The Taylor Series is a way to represent a function as an infinite sum of terms. Each term is calculated from the derivatives of the function at a single point. When approximating functions near a particular point, Taylor series can be very useful because they allow for polynomial approximations that are easier to work with. The general formula for a Taylor series centered at a point \( a \) is:\[f(x) = f(a) + f'(a)(x-a) + \frac{f''(a)}{2!}(x-a)^2 + \frac{f'''(a)}{3!}(x-a)^3 + \ldots\]For a Taylor polynomial of degree \( n \), simply stop after the \( n \)-th term. This allows us to approximate a function with a polynomial up to degree \( n \), offering a more straightforward expression to calculate.In this exercise, the focus is on the function \( f(x) = \frac{1}{1-x} \). This function is being evaluated around \( x=0 \), meaning it involves a Maclaurin series, a specific Taylor series where \( a=0 \). Understanding Taylor series is vital as it helps simplify complex functions for easier analysis and calculation.

A geometric series is a type of series where each term is a constant multiple of the previous term. It has a straightforward formula if summed to infinity, provided that the common ratio is between -1 and 1:\[s = \frac{a}{1-r}\]Where \( a \) is the first term and \( r \) is the common ratio. In the context of the problem, \( f(x) = \frac{1}{1-x} \) is the sum of a geometric series where each term is derived from the previous one, multiplied by \( x \). This results in:\[f(x) = 1 + x + x^2 + x^3 + \cdots\]When analyzing functions like this, understanding the geometric series allows us to quickly grasp the structure and behavior of the function without deriving every term from scratch. Simply by recognizing it as a geometric series, we have a powerful tool to approximate and explore the behavior of functions like \( \frac{1}{1-x} \). By using geometric series, we can recognize that the Taylor series for this particular function matches the sum of this infinite geometric series.

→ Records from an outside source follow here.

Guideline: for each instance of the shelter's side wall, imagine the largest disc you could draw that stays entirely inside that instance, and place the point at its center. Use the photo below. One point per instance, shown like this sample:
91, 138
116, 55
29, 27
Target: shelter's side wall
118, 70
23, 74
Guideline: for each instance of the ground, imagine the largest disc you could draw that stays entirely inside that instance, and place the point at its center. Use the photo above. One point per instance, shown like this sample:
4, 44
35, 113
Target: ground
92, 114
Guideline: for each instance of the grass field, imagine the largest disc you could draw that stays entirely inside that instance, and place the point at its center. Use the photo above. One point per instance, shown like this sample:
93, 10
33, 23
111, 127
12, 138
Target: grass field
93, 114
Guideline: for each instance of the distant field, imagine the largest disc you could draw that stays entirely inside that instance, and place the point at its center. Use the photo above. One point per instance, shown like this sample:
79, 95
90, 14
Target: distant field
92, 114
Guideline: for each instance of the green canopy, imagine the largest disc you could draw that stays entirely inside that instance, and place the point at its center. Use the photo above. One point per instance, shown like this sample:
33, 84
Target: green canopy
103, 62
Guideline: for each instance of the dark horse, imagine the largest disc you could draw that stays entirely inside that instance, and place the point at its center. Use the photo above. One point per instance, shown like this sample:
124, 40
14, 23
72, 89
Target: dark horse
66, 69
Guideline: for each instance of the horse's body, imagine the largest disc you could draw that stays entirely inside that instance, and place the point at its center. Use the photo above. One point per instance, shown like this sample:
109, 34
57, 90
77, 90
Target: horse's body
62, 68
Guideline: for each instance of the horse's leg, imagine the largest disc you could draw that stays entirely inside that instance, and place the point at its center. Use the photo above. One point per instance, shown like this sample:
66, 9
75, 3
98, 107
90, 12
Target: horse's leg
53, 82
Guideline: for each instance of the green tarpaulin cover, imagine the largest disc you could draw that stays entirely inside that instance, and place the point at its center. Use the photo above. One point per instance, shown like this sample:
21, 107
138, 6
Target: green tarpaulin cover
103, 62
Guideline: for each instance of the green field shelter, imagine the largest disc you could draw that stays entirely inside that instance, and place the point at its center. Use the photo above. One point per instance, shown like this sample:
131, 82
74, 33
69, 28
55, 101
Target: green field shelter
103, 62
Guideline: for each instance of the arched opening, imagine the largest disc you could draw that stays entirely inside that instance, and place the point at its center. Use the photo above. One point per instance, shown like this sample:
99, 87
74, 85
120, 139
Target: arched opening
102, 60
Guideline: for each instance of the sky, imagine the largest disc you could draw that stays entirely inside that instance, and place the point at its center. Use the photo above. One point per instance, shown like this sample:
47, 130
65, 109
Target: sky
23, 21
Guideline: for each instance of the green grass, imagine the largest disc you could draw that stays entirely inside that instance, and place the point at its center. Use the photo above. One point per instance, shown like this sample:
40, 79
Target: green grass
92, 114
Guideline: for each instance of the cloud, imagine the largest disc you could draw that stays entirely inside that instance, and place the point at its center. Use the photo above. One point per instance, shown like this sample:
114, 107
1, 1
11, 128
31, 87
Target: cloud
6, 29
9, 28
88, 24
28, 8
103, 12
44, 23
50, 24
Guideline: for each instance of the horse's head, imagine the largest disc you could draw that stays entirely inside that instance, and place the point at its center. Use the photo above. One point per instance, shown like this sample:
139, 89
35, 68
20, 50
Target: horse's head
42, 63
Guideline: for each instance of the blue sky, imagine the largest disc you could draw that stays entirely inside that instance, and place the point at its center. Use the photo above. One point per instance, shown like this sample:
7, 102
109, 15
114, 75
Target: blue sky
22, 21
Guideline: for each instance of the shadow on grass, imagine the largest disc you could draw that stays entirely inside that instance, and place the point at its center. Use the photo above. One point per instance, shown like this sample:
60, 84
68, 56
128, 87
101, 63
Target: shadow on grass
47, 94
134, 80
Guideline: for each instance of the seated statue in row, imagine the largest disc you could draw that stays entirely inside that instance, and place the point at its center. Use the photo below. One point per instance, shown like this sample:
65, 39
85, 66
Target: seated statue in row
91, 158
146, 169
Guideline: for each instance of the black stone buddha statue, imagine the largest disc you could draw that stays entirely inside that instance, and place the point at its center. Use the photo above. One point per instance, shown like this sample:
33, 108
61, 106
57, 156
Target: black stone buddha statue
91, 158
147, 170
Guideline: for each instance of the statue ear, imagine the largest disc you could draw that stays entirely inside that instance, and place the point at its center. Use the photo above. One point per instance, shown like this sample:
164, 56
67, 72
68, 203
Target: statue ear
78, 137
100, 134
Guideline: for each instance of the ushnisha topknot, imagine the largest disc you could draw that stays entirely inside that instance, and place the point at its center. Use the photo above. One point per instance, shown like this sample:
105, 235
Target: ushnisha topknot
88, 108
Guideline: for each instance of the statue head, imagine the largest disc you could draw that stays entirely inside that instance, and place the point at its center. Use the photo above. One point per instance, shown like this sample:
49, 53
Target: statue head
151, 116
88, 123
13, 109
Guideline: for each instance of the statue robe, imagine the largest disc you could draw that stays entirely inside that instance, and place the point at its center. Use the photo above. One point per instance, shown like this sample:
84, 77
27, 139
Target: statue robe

Derivatives are fundamental in finding Taylor series since they help determine the coefficients of the terms in the series. For a function \( f(x) \), its derivatives at a specific point give us the rates at which the function value is changing. Here, determining derivatives of \( f(x) = \frac{1}{1-x} \) is key to building its Taylor series.The first few derivatives are:

• First derivative: \( f'(x) = \frac{1}{(1-x)^2} \)
• Second derivative: \( f''(x) = \frac{2}{(1-x)^3} \)
• Third derivative: \( f'''(x) = \frac{6}{(1-x)^4} \)

Evaluating these at \( x = 0 \) gives us coefficients used in the Taylor polynomial:

• \( f(0) = 1 \)
• \( f'(0) = 1 \)
• \( f''(0) = 2 \)
• \( f'''(0) = 6 \)

Understanding how to compute these derivatives and their values at specific points is crucial for constructing the Taylor polynomial. Derivative calculations ensure the accuracy of the polynomial in approximating the function near a particular point. This way, we can confidently sum the series to approximate \( f(x) \) around \( x=0 \) accurately.